Data Frame is a two-dimensional data structure and used to store tabular data in R. It has the variables of a data set as columns and observations as rows. Each column could have different classes of objects.
You could regard data frame as a special case of list which has each component of equal length.
The first six row of a built in data frame example mtcars is printed.
# Load the data
data(mtcars)
# Print the first six rows of the built in data frame mtcars
print(head(mtcars))
## mpg cyl disp hp drat wt qsec vs am gear carb
## Mazda RX4 21.0 6 160 110 3.90 2.620 16.46 0 1 4 4
## Mazda RX4 Wag 21.0 6 160 110 3.90 2.875 17.02 0 1 4 4
## Datsun 710 22.8 4 108 93 3.85 2.320 18.61 1 1 4 1
## Hornet 4 Drive 21.4 6 258 110 3.08 3.215 19.44 1 0 3 1
## Hornet Sportabout 18.7 8 360 175 3.15 3.440 17.02 0 0 3 2
## Valiant 18.1 6 225 105 2.76 3.460 20.22 1 0 3 1It is common to work with a large data set in the form of data frame and you want to have a clear understanding of its elements and structures at first.
Showing a small part of the entire data set is often useful while functions head() and tail(), str(), summary() is helpful.

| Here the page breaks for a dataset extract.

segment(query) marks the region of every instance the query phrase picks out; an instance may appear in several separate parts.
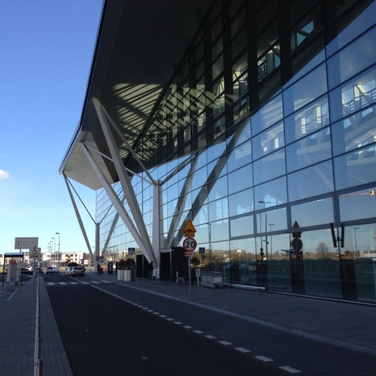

Function head() allows you to show the first 6 rows of a data frame and we print the first 6 rows of the data frame mtcars using head().
print(head(mtcars))
## mpg cyl disp hp drat wt qsec vs am gear carb
## Mazda RX4 21.0 6 160 110 3.90 2.620 16.46 0 1 4 4
## Mazda RX4 Wag 21.0 6 160 110 3.90 2.875 17.02 0 1 4 4
## Datsun 710 22.8 4 108 93 3.85 2.320 18.61 1 1 4 1
## Hornet 4 Drive 21.4 6 258 110 3.08 3.215 19.44 1 0 3 1
## Hornet Sportabout 18.7 8 360 175 3.15 3.440 17.02 0 0 3 2
## Valiant 18.1 6 225 105 2.76 3.460 20.22 1 0 3 1
Function tail() allows you to show the last 6 rows of a data frame and we print the last 6 rows of mtcars using tail().
print(tail(mtcars))
## mpg cyl disp hp drat wt qsec vs am gear carb
## Porsche 914-2 26.0 4 120.3 91 4.43 2.140 16.7 0 1 5 2
## Lotus Europa 30.4 4 95.1 113 3.77 1.513 16.9 1 1 5 2
## Ford Pantera L 15.8 8 351.0 264 4.22 3.170 14.5 0 1 5 4
## Ferrari Dino 19.7 6 145.0 175 3.62 2.770 15.5 0 1 5 6
## Maserati Bora 15.0 8 301.0 335 3.54 3.570 14.6 0 1 5 8
## Volvo 142E 21.4 4 121.0 109 4.11 2.780 18.6 1 1 4 2
Function str() shows you the structure of a data frame and you could view the following information.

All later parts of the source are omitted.